John Daniel Custance FCS FRAS (c. 1842 – 14 December 1923) was an agricultural scientist, founder of Roseworthy College, South Australia, but was sacked by a Minister with whom he had mutual antipathy.

Custance was a Professor of Agricultural Science at the Royal Agricultural College, Cirencester, and had been for a time appointed to the Imperial College, Japan.

The South Australian Government was concerned about the declining productivity of soils in the colony, where wheat had been grown for less than fifty years. Early in 1881 Sir Arthur Blyth, South Australia's Agent-General in England was charged with finding a suitable person to fill a newly established position of Professor of Agriculture with the University of Adelaide He selected Custance, who in June 1881 was appointed at a salary of £800 per year.

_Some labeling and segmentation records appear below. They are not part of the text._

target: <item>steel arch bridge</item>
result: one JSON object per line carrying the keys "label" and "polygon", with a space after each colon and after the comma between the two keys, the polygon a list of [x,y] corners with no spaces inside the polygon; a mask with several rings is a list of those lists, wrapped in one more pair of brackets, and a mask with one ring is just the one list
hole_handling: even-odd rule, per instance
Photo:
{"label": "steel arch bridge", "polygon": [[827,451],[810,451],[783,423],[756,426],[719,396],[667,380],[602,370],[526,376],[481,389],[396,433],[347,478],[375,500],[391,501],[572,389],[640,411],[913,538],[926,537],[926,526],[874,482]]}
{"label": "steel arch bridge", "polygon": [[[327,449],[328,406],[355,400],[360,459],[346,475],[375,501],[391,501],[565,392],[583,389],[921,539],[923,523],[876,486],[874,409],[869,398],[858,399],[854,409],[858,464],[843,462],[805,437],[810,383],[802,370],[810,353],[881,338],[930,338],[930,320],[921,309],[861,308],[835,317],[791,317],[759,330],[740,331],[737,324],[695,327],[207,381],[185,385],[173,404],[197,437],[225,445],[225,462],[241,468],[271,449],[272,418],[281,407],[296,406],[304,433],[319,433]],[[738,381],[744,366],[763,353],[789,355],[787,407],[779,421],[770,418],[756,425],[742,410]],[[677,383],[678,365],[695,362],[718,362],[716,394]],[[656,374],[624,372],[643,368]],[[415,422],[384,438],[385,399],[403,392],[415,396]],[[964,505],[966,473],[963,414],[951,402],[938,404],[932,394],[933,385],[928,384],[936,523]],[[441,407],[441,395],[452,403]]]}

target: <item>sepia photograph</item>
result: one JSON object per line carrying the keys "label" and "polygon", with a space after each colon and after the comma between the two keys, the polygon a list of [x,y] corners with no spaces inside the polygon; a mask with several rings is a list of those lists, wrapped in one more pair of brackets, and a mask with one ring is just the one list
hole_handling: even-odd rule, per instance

It was envisaged that an institution combining the functions of an Experimental Farm and Agricultural College be established. To this end, Custance, the Commissioner for Crown Lands Alfred Catt, Samuel Davenport and Sir Robert Dalrymple Ross chose a property near Smithfield, which had the merits of being close to the city and a railway station, but their choice was overruled on the grounds the land was too good, and that more useful experiments could be made on land that had been exhausted by wheatgrowing, and the property purchased in 1882 was Olive Hill Farm, of 720 acres (290 ha) at Kangaroo Flat, 3 miles (4.8 km) west of Roseworthy. He arrived unaccompanied, in late July on the s.s. Malwa which left Britain on 1 June.

He started his researches immediately, starting with visits to farms in the various wheatgrowing districts in the colony, but the Agricultural College did not get under way until 1884, and Custance was appointed Honorary Principal, but was hampered in his work by an unwillingness of Parliament to allow him more staff.